Open sporkmonger opened this issue 8 years ago • 3 comments

Since maxhops is currently undocumented, I made a small change to move existing error behavior to strict mode, in line with other strict mode errors.

In non-strict mode, maxhops will truncate the list down to whatever the maxhops value is set to. This allows for handling of scenarios where the set of CIDR ranges is either unknown, too long to list, or too frequently changing. Instead you can set your CIDR range to 0.0.0.0/0 and, e.g. for a Caddy server behind a single load balancer, you can set maxhops to 1. Any IPs to the left of the 1 IP address allowed will simply be truncated. This allows you to trivially eliminate IPs internal to other networks which are provided by forward proxies, and consistently obtain the IP you're actually looking for in upstream code.

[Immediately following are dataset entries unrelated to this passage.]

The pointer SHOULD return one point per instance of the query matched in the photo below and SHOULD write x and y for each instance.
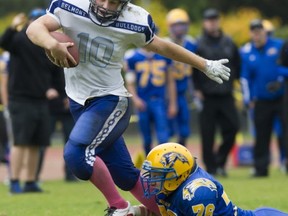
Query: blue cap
(36, 13)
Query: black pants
(264, 114)
(218, 111)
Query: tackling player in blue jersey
(182, 188)
(103, 30)
(149, 81)
(178, 23)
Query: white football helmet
(103, 16)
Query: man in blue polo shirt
(263, 89)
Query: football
(73, 50)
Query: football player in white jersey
(103, 30)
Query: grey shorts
(30, 123)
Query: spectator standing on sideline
(183, 188)
(4, 143)
(219, 108)
(149, 80)
(178, 23)
(103, 30)
(59, 113)
(262, 89)
(284, 62)
(28, 82)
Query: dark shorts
(30, 123)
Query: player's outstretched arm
(39, 33)
(215, 70)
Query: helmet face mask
(153, 178)
(165, 168)
(104, 16)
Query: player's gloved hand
(216, 71)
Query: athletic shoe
(32, 187)
(15, 187)
(140, 210)
(112, 211)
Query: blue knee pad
(74, 156)
(266, 211)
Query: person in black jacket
(218, 107)
(29, 78)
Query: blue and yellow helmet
(165, 168)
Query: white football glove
(216, 71)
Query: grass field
(81, 199)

While it's a breaking change, it's a breaking change to an undocumented feature and this seems like a better behavioral fit for a plugin named 'realip', and it doesn't prevent people from getting the original behavior if they so desire.

Also documented the full behavior of maxhops and added a bunch more tests, including explicit tests of strict mode.

sporkmonger avatar Jun 23 '17 06:06 sporkmonger

I'm not sure how I feel about this. It seems wrong to allow arbitrary length proxy chains. I understand that strict mode is a thing, but now I kinda wish we had reversed that. strict should be the default and you should need to opt-in to the riskier behaviours with unsafe or something.

On the other hand, it still does not trust anything coming from an untrusted proxy, as long as the most recent N are trusted, correct?

captncraig avatar Jun 27 '17 16:06 captncraig

Yes, that's correct.

sporkmonger avatar Jun 27 '17 17:06 sporkmonger

I'd argue, BTW, the other direction on strict / unsafe. Normally, as a security person, I argue in favor of secure defaults. However, the way strict mode works, plenty of stuff that is outside the implementer's control would trip those errors. In fact, plenty of stuff outside both the implementor and the client's direct control would trip those errors. You end up with errors that potentially neither party can fix because of intermediaries. This is likely to cause frustration and frustration is the leading cause of security tools being turned off. Meanwhile configuration options named unsafe that are in fact perfectly reasonable are a great way to freak out your PCI auditor. This is a great example of where simple principles of least surprise should take precedence over paranoid defaults.